Marco Bozza alla voce, chitarra acustica, testi, Simone Contrafatto alla chitarra elettrica, Valerio Amilcare alla batteria e percussioni, Enrico Momo al basso hanno in comune la passione per Dalla, Battiato, De André, Battisti, i Diaframma, Cosmo, Motta, Le luci della centrale elettrica: «Vediamo un collegamento tra un cantautorato più classico – dicono – e altre produzioni italiane degli anni zero e dieci». Nascono nel 2018 in Veneto, ma è a Trieste, dove arrivano per motivi di studio, che trovano la vera ispirazione: in un appartamento di Via Fabio Severo nasce il loro primo ep, che si chiama appunto “Storie Severe”, seguono concerti in città da Piazza Verdi a Sofar.

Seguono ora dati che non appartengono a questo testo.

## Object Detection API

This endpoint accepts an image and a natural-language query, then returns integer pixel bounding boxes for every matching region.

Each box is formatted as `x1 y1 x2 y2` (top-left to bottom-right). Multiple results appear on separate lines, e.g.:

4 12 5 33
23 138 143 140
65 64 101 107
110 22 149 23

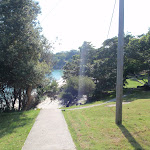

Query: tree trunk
12 88 17 109
18 89 21 110
148 72 150 86
25 86 33 110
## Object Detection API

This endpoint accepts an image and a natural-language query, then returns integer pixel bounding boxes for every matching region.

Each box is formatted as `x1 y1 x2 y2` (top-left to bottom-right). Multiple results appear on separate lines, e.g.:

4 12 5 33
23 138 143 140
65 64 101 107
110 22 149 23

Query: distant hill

“I nostri piedi tiepidi” chiude una serie di singoli che la band triestina d’adozione ha realizzato durante l’estate. Il video, spiegano: «Nasce dall’esigenza di trovare nuove forme di espressione dopo oltre un anno di inattività forzata a causa dell’emergenza Coronavirus. L’impossibilità di esibirsi dal vivo, di confrontarsi con il pubblico e di animare i locali ha reso necessario reinventarsi con forme che inevitabilmente hanno aumentato la distanza tra i musicisti e il pubblico. Da qui l’importanza di non pubblicare solo i singoli sulle piattaforme digitali ma provare a fare qualcosa di più: un videoclip con un attore». Durante il clip, l’attore e modello Matteo Bergamo si muove tra passato e presente in un’abitazione piena di ricordi e, attraverso movimenti quotidiani, come preparare la cena, mangiare e lavare i piatti, ripercorre con la mente l’emozione dei primi appuntamenti, dal presente di una casa ormai degradata e trascurata tanto quanto lui stesso. In questo contrasto tra un passato luminoso, ricco di calore e un presente freddo e malinconico, trova lentamente la sua strada verso la rassegnazione. «La canzone – concludono i Sarajevo Tango – parla di ciò che resta dopo che è finito un amore: il senso di nostalgia, il ricordo della persona amata e delle cose mangiate assieme (la pasta col ragù/ il tiramisù) e soprattutto il senso di freddo e solitudine, rappresentato dalla metafora dei piedi che, abituati a essere riscaldati, ora sono gelidi “e torneranno gelidi, i nostri piedi tiepidi, che non si toccano più”».